More thoughts on William Gibson's Pattern Recognition. I posted about this, once, a while back, and some comments followed. I've also set up a wiki for my notes and your comments.
9-11: this is very much a September 11th novel, and unsurpassed in creative work, I think. The attack apepars without fanfare, described minimally, yet with careful attention to the psychology and language of catastrophe. The event breaks through the text quietly, without flags, as in the glimpse in Tokyo (125), in media, or in the sudden, associative memory of a PATH train (232, appropriately being disinterred). The subsequent war on terror slides away from the novel, which is a weakness when we reach the Russian scenes, where Chechens should have played a larger presence, at least rhetorically.

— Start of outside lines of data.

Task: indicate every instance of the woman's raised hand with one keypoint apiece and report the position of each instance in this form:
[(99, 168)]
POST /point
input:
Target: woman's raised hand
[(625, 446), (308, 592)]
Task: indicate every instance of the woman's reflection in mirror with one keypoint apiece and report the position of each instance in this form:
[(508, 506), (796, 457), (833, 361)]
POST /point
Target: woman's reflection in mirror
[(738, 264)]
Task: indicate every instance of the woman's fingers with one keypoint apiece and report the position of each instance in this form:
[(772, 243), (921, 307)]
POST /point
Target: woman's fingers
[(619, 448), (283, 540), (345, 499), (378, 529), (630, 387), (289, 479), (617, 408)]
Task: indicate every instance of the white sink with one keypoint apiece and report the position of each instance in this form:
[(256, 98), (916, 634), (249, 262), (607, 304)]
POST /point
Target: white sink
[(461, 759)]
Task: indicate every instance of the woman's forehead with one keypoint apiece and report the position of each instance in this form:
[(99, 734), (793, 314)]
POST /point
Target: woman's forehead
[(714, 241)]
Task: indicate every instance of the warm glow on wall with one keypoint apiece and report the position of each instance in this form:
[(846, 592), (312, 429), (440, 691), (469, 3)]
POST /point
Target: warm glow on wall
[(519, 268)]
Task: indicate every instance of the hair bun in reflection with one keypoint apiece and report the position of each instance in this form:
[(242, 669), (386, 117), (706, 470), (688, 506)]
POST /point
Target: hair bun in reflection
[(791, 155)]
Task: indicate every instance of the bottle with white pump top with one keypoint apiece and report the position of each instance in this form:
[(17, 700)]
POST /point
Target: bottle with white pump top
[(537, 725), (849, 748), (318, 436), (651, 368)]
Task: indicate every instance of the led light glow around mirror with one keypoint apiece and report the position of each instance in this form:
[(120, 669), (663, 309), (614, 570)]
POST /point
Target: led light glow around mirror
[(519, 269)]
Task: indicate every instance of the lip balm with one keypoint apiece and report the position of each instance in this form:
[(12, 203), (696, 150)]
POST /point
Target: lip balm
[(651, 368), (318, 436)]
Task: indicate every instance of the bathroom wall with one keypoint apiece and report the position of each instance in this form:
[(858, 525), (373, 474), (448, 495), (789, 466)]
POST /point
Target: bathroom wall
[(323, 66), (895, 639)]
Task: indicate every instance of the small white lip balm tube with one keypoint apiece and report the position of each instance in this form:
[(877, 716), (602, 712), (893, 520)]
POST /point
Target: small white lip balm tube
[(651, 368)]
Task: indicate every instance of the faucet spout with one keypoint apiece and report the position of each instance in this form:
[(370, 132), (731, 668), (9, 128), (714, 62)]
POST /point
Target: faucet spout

Haunted Spaces: the novel offers another instance of the uncanny and cyberspace. The footage is haunting, strange, and its cult following appropriately cryptic and obsessed. More powerfully, the uncanny is in the form of Cayce's mom, who is focused on electronic voice phenomena (EVP) (115, first sign). We know she named her daughter after Edgar Cayce, so we expect (rightly) that there will be prophecy* - and how better to describe Cayce's ability to foresee the fate of logos? There's a cheery nature to this, or a positive one, as Cayce refuses to fall into mysticism, and ultimately finds the ordering patterns in footage and London. Like the classic Gothic explique (cf Ann Radcliffe, also Scooby Doo), the heroine shuns mystery to use reason to find her way out. And we get a string of heroes, both emasculated and macho, none of which enters the romantic circuit until the very last chapter. There is something conservative in the ultimate structure of this form, as Gothicists have pointed out.
*(Apophenia (also 115) is the limit to this prophetic power, and appears, fairly conservatively, via Cayce's father (226-227).)
Cyberpunk now: Gibson has backdated cyberpunk in his writing, as our world has caught up. The intense cosmopolitan rhetoric of novels like Neuromancer is toned down, and now sociologically accurate. This is a proximate mapping, not because this is fiction, but because Gibson can't escape his bibliography, and, as Macherey reminds us, the attempt to map fiction precisely onto the conditions of its production makes that separation more evident.